Anyways, do you know that alanis morissette song "all I really want"? I love it. There's this part:
What I wouldn't give to find a soulmate
Someone else to catch this driftAnd what I wouldn't give to meet a kindred
Anyways, who doesn't want that right? There are very few people I meet where I feel they understand me, much less kindred.
Well, I get this guy. I understand him. This all leads up to an excerpt from one of his first essays that I really liked.
From The Implied Author
"In order to be happy I must have my daily does of literature. In this I am no different from the patient who must take a spoon of medicine each day. When I learned, as a child, that diabetics needed an injection everyt day, I felt bad for them, as anyone might; I may even have thought of them as half dead. My dependence on literature must make me half dead in the same way."

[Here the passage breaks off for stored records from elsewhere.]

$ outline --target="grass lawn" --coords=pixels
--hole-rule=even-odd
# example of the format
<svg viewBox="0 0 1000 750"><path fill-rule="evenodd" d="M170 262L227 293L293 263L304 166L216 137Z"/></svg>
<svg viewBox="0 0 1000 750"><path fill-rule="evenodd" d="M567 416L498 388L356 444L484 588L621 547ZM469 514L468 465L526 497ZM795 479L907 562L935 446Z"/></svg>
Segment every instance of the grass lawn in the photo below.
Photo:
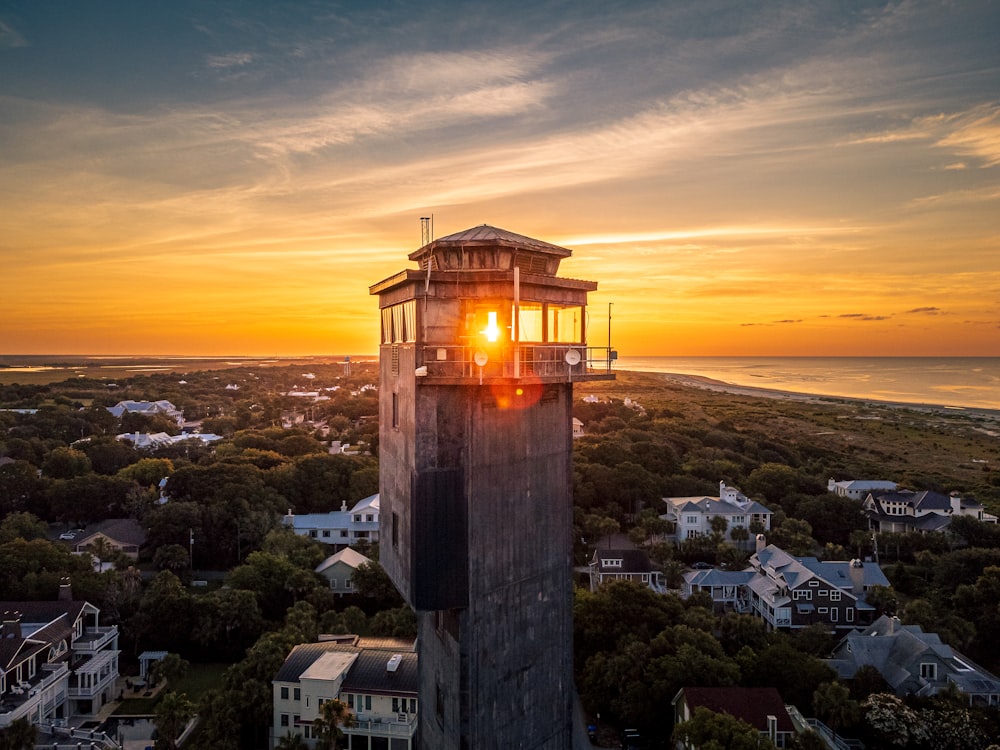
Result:
<svg viewBox="0 0 1000 750"><path fill-rule="evenodd" d="M229 664L216 663L192 664L188 673L177 680L176 685L168 686L168 689L176 690L178 693L187 693L188 698L197 703L205 691L222 684L222 673L229 666Z"/></svg>
<svg viewBox="0 0 1000 750"><path fill-rule="evenodd" d="M121 702L115 715L117 716L143 716L156 713L156 704L160 702L163 694L175 690L178 693L187 693L187 697L192 702L197 703L205 691L218 687L222 682L222 673L226 671L229 664L192 664L188 673L174 685L166 685L164 689L157 692L151 698L126 698Z"/></svg>

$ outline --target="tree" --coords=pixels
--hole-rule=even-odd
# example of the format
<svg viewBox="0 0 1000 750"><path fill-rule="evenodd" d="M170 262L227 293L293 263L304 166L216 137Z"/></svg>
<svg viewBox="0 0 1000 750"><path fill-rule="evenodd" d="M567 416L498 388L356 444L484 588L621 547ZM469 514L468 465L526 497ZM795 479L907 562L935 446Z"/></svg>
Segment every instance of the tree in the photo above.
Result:
<svg viewBox="0 0 1000 750"><path fill-rule="evenodd" d="M0 750L34 750L38 728L25 718L0 729Z"/></svg>
<svg viewBox="0 0 1000 750"><path fill-rule="evenodd" d="M166 693L156 704L156 750L176 750L177 738L193 717L194 704L186 693Z"/></svg>
<svg viewBox="0 0 1000 750"><path fill-rule="evenodd" d="M47 535L45 521L33 513L11 513L0 521L0 544L15 539L30 542L32 539L44 539Z"/></svg>
<svg viewBox="0 0 1000 750"><path fill-rule="evenodd" d="M756 727L704 706L695 708L688 721L674 727L673 740L698 750L774 750L771 740L762 737Z"/></svg>
<svg viewBox="0 0 1000 750"><path fill-rule="evenodd" d="M52 479L72 479L90 471L87 454L75 448L56 448L42 463L42 473Z"/></svg>
<svg viewBox="0 0 1000 750"><path fill-rule="evenodd" d="M313 728L319 737L317 750L338 750L340 741L344 738L340 728L354 726L353 714L336 698L324 703L319 713L319 718L313 722Z"/></svg>
<svg viewBox="0 0 1000 750"><path fill-rule="evenodd" d="M391 609L403 603L403 597L399 595L388 573L374 560L359 565L351 574L351 583L355 593L371 597L379 609Z"/></svg>

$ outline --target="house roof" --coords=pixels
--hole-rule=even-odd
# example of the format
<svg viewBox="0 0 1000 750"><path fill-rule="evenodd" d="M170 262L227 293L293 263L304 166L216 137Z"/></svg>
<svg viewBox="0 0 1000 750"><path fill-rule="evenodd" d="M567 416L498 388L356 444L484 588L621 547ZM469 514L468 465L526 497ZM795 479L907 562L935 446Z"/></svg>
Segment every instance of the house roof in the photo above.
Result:
<svg viewBox="0 0 1000 750"><path fill-rule="evenodd" d="M354 639L355 642L357 638ZM317 659L330 651L357 652L357 647L340 641L321 641L319 643L302 643L291 650L284 663L274 676L275 682L298 682L299 677L311 667Z"/></svg>
<svg viewBox="0 0 1000 750"><path fill-rule="evenodd" d="M674 702L679 699L683 699L691 711L700 706L716 713L727 713L761 732L767 731L768 716L777 718L779 732L795 731L785 701L773 687L686 687L681 688Z"/></svg>
<svg viewBox="0 0 1000 750"><path fill-rule="evenodd" d="M141 547L146 543L146 531L134 518L109 518L87 526L85 535L74 539L73 546L85 547L98 534L121 544Z"/></svg>
<svg viewBox="0 0 1000 750"><path fill-rule="evenodd" d="M410 253L409 258L410 260L419 260L423 256L427 255L430 248L437 248L442 245L480 245L486 247L499 245L505 247L525 248L548 255L555 255L560 258L568 258L573 254L571 250L568 250L565 247L559 247L558 245L553 245L550 242L536 240L533 237L526 237L523 234L517 234L516 232L500 229L499 227L492 227L489 224L481 224L478 227L472 227L470 229L465 229L461 232L455 232L454 234L449 234L445 237L436 239L429 245L425 245L419 250L415 250Z"/></svg>
<svg viewBox="0 0 1000 750"><path fill-rule="evenodd" d="M959 654L936 633L925 633L918 625L902 625L883 615L863 631L848 633L834 649L827 663L844 679L852 678L862 666L879 671L899 694L924 689L920 664L939 666L937 681L955 683L968 694L1000 694L1000 679Z"/></svg>
<svg viewBox="0 0 1000 750"><path fill-rule="evenodd" d="M620 566L609 566L606 560L621 560ZM654 570L646 553L638 549L597 549L594 551L594 562L601 573L649 573Z"/></svg>
<svg viewBox="0 0 1000 750"><path fill-rule="evenodd" d="M398 655L395 671L389 660ZM344 678L342 690L352 693L415 696L419 688L417 655L413 651L368 648L358 654Z"/></svg>
<svg viewBox="0 0 1000 750"><path fill-rule="evenodd" d="M694 570L684 574L691 586L745 586L757 575L754 570Z"/></svg>
<svg viewBox="0 0 1000 750"><path fill-rule="evenodd" d="M316 572L322 573L324 570L336 565L337 563L344 563L344 565L357 570L359 566L370 562L371 560L369 558L365 557L357 550L353 550L350 547L344 547L344 549L340 550L340 552L335 555L330 555L323 562L317 565Z"/></svg>
<svg viewBox="0 0 1000 750"><path fill-rule="evenodd" d="M397 666L388 669L395 655ZM303 643L292 649L274 676L274 682L299 682L335 677L344 672L342 690L382 695L416 695L418 687L417 654L411 640L397 638L358 638L344 642ZM310 670L313 673L310 674ZM317 671L318 670L318 671ZM336 672L336 674L333 674Z"/></svg>

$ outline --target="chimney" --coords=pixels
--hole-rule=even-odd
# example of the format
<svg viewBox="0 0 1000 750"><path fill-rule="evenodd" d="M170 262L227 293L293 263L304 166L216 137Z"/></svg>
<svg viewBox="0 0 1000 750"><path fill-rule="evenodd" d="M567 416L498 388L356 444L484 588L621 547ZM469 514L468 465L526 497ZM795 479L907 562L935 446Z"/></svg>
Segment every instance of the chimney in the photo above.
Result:
<svg viewBox="0 0 1000 750"><path fill-rule="evenodd" d="M851 577L852 592L856 595L863 594L865 591L865 564L861 558L852 559L847 572Z"/></svg>
<svg viewBox="0 0 1000 750"><path fill-rule="evenodd" d="M4 638L20 638L21 637L21 613L11 612L6 610L3 613L3 637Z"/></svg>

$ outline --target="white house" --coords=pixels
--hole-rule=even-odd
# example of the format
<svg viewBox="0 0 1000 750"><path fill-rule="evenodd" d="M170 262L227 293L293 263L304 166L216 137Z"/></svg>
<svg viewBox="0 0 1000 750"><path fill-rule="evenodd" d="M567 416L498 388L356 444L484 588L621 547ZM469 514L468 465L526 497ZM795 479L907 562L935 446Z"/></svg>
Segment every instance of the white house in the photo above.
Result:
<svg viewBox="0 0 1000 750"><path fill-rule="evenodd" d="M27 719L44 732L56 721L93 720L114 700L118 627L73 601L68 581L57 601L0 601L0 613L0 728Z"/></svg>
<svg viewBox="0 0 1000 750"><path fill-rule="evenodd" d="M736 528L746 529L749 534L750 524L755 521L760 523L761 531L771 528L771 511L724 481L719 482L718 497L665 497L663 501L667 504L667 512L660 518L675 524L679 542L712 534L713 518L726 520L725 539L730 544L735 544L733 530Z"/></svg>
<svg viewBox="0 0 1000 750"><path fill-rule="evenodd" d="M841 497L850 497L854 500L864 500L868 495L879 492L895 492L896 483L881 479L846 479L836 481L830 479L827 482L827 492Z"/></svg>
<svg viewBox="0 0 1000 750"><path fill-rule="evenodd" d="M968 516L983 523L997 522L997 517L987 513L982 505L957 492L948 496L927 490L873 492L865 499L864 509L868 527L886 533L943 531L956 516Z"/></svg>
<svg viewBox="0 0 1000 750"><path fill-rule="evenodd" d="M346 547L361 540L378 541L378 510L376 494L359 500L351 510L347 509L347 503L330 513L295 515L289 509L282 523L299 536Z"/></svg>
<svg viewBox="0 0 1000 750"><path fill-rule="evenodd" d="M332 636L292 649L272 681L271 747L288 734L316 744L313 722L327 701L353 715L347 750L412 750L417 729L417 654L412 641Z"/></svg>
<svg viewBox="0 0 1000 750"><path fill-rule="evenodd" d="M371 560L360 552L344 547L334 555L330 555L316 566L316 572L326 579L327 584L337 596L354 593L354 571Z"/></svg>
<svg viewBox="0 0 1000 750"><path fill-rule="evenodd" d="M163 399L160 401L119 401L114 406L107 408L109 412L119 419L126 412L130 414L144 414L147 417L159 414L177 422L178 427L184 424L184 412Z"/></svg>

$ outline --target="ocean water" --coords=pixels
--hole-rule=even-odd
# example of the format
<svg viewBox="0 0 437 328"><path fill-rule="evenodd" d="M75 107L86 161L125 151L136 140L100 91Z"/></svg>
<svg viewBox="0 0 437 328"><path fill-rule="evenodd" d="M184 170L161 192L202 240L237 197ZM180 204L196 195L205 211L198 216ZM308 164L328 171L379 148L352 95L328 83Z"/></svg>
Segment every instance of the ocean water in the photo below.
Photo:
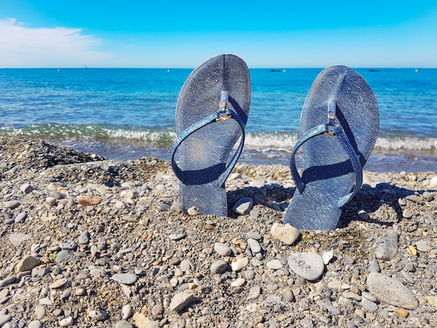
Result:
<svg viewBox="0 0 437 328"><path fill-rule="evenodd" d="M288 165L302 105L322 68L250 69L242 163ZM356 69L380 110L365 169L437 171L437 69ZM0 135L43 139L121 161L169 160L191 69L0 69Z"/></svg>

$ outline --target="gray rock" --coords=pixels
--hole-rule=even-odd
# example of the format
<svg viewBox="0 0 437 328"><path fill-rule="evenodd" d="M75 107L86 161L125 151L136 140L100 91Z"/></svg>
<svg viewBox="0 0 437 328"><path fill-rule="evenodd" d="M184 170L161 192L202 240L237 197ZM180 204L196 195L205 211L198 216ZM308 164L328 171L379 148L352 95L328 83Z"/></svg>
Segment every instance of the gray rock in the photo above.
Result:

"So yes, the real hunger here is not for literature but for a room where I can be alone with my thoughts. In such a room I can invent beautiful dreams about those same crowded places - those family gatherings, school reunions, festive dinners, and al lthe people who attend thm. I enrich the crowded holiday meals with imagined details and make the people themselves more amusing. In dreams, of course, everything and everyone is interesting, captivating and real. I make the new world from the stuff of the known world. Here we come to the heart of the matter. to write well, I must first be bored to distraction; to be bored to distraction, I must enter into life. It is when I am bombarded with noise, sitting in anoffice full of ringing phones, surrounded by friends and loved ones on a sunny seashore or at a rainy funeral - in other words, at the very moment when I begin to sense the heart of the scene unfolding around me - that I will suddenly feel as if I'm no longer really there but watching from the sidelines. I'll begin to daydream. If I'm feeling pessimistic, I think only about how bored I am. Either way, a voice inside urges me to go back to the room and sit down at the table."
"A novelist might spend hte whole day playing, but at the same time he carries the deepest conviction of being more serious than others. This is because he can look directly into the center of things the way that only children can."
I like these thoughts and share them.